Now, at one-year post-transplant, the patient is doing well on a standard immunosuppression regimen. She has not experienced any additional spontaneous vascular dissections, and the standard follow-up protocol has demonstrated normal ejection fraction, no structural abnormalities and no aneurysmal dilation along the aortic or pulmonary artery suture lines.
Advice for Physicians
Dr. Fiedler and Dr. D'Alessandro urge physicians not to hesitate to list patients with connective tissue disorders for heart transplantation. Ten-year survival after heart transplantation is known to be similar for patients with and without Marfan syndrome, about 50% to 60%. The first successful heart transplantation in a patient with Ehlers-Danlos syndrome was performed in 2015 without postoperative complications.
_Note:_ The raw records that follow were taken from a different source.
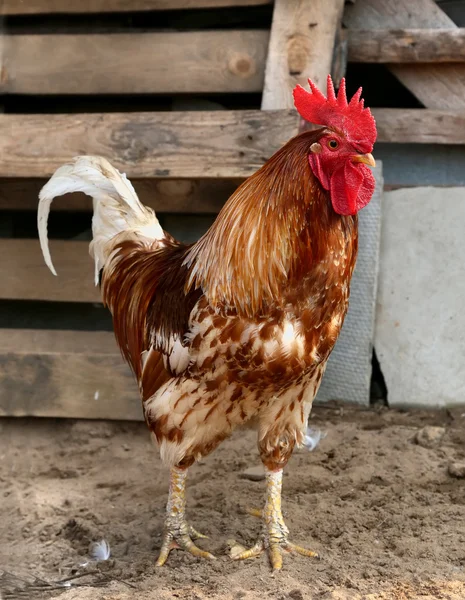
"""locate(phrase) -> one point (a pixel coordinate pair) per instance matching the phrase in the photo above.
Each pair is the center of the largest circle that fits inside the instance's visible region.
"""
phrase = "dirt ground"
(385, 513)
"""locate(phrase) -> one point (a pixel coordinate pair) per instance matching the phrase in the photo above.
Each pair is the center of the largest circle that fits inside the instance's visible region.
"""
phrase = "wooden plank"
(134, 63)
(25, 276)
(185, 145)
(301, 46)
(31, 7)
(407, 45)
(70, 374)
(420, 126)
(164, 195)
(441, 87)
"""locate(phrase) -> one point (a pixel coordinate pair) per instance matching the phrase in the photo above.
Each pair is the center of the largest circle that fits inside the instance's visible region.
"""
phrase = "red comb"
(356, 122)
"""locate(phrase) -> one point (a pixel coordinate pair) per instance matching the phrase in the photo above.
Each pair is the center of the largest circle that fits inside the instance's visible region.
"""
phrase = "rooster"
(235, 329)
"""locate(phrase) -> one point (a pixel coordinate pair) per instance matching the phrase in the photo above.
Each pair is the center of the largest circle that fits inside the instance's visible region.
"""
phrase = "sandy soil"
(384, 512)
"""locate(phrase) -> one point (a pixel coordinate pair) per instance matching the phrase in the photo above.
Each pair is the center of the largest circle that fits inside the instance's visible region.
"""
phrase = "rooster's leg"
(178, 534)
(274, 537)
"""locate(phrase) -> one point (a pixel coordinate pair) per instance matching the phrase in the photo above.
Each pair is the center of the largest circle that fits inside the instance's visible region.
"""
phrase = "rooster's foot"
(274, 540)
(180, 536)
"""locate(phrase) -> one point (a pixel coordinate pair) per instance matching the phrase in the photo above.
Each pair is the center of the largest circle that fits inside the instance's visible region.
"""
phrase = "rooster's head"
(340, 157)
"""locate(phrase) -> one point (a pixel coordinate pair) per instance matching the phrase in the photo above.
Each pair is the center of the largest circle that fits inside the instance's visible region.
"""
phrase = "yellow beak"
(366, 159)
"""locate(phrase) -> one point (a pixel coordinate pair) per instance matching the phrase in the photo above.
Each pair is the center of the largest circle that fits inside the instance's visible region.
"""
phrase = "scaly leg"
(274, 538)
(178, 534)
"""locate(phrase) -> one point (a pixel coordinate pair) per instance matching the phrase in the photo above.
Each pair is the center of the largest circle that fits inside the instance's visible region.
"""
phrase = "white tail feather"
(116, 206)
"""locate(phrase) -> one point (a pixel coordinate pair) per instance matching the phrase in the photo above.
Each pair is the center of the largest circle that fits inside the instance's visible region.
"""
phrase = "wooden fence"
(180, 161)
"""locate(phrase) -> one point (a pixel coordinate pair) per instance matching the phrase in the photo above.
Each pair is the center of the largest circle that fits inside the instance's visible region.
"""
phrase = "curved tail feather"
(116, 206)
For patients with LDS, the authors caution, heart transplant teams should be prepared to use alternative arterial cannulation strategies and to reinforce or replace the aorta, which may require circulatory arrest.
Following heart transplantation, medical management of a patient with LDS should include an angiotensin receptor blockade for life. Patients should be screened with magnetic resonance angiography or computed tomography angiography at baseline and every 12 to 24 months to assess for aneurysms throughout the arterial tree.